Copenhagen-based Danske Bank (CPH: DANSKE), a major retail bank with more than 5 million retail customers, recently laid off 257 workers and finalized voluntary redundancy terms with another 261 employees as part of the banking service provider’s 2-year strategic overhaul of operations.
The recently announced layoffs and the voluntary redundancy agreements are reportedly a part of the discontinuation of around 1,600 jobs over a 6-12 month time period that began in October 2020.
Karsten Breum, Head of HR at Danske Bank, stated:
“We are undertaking a major transformation to adapt to the structural changes that are happening in the financial sector. That requires us to reduce costs significantly, and sadly, we cannot avoid layoffs in this connection. We continue to look at all cost types and other measures to reduce the number of layoffs necessary.”
Of the 257 positions that have been discontinued at Danske Bank, 155 were based in Denmark, 26 were from Norway, 35 in Sweden, and another 41 based in Finland.

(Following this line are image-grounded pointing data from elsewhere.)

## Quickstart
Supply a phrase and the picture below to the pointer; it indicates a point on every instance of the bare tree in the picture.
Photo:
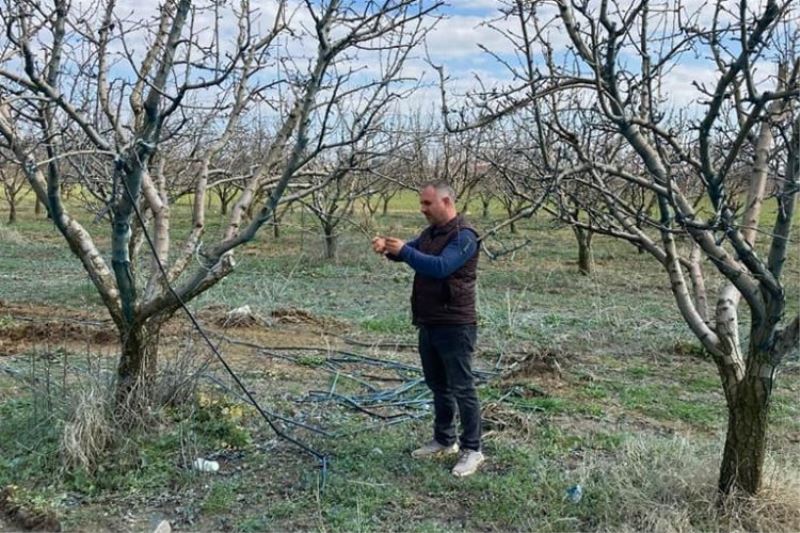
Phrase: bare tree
(627, 141)
(134, 84)
(13, 180)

It’s worth noting that Danske Bank has joined many other major financial institutions that have also laid off their workers and shut down physical branch locations following the COVID-19 outbreak.
As reported recently, Banco Santander S.A. (Santander Group) (BME:SAN), the world’s 16th-largest banking institution and financial services company based in Madrid, has been focused on cost-cutting measures in order to deal with the economic challenges created by the Coronavirus crisis.
Banco Santander along with other Spanish lenders are struggling to cope with extremely low-interest rates in the eurozone and also a gradual shift by consumers to online or digital banking platforms.
On November 13, 2020, Santander bank’s management decided they would cut around 4,000 jobs (about 14% of its total workforce in Spain, its main market). Santander is also closing down as many as 1,000 physical branch locations or approximately 32% of its offices based in Spain, according to sources familiar with the matter.
European banking institutions have been focused on making significant cost cuts and have also tried to partner with other service providers on various initiatives to further bring down operational expenses.
Caixabank (BME: CABK) has recently confirmed a €4.3 billion (appr. $5.1 billion) acquisition of its competitor Bankia BKIA.MC. The deal may lead to thousands of job cuts after it’s finalized.
Banks around the globe have been struggling to maintain operations due to really low-interest rates following the Coronavirus outbreak. Many more consumers now prefer to use all-digital banking services, especially in a post COVID world.
As reported recently, the Bank of India has postponed its plans to launch new physical branches as more consumers are using digital banking platforms.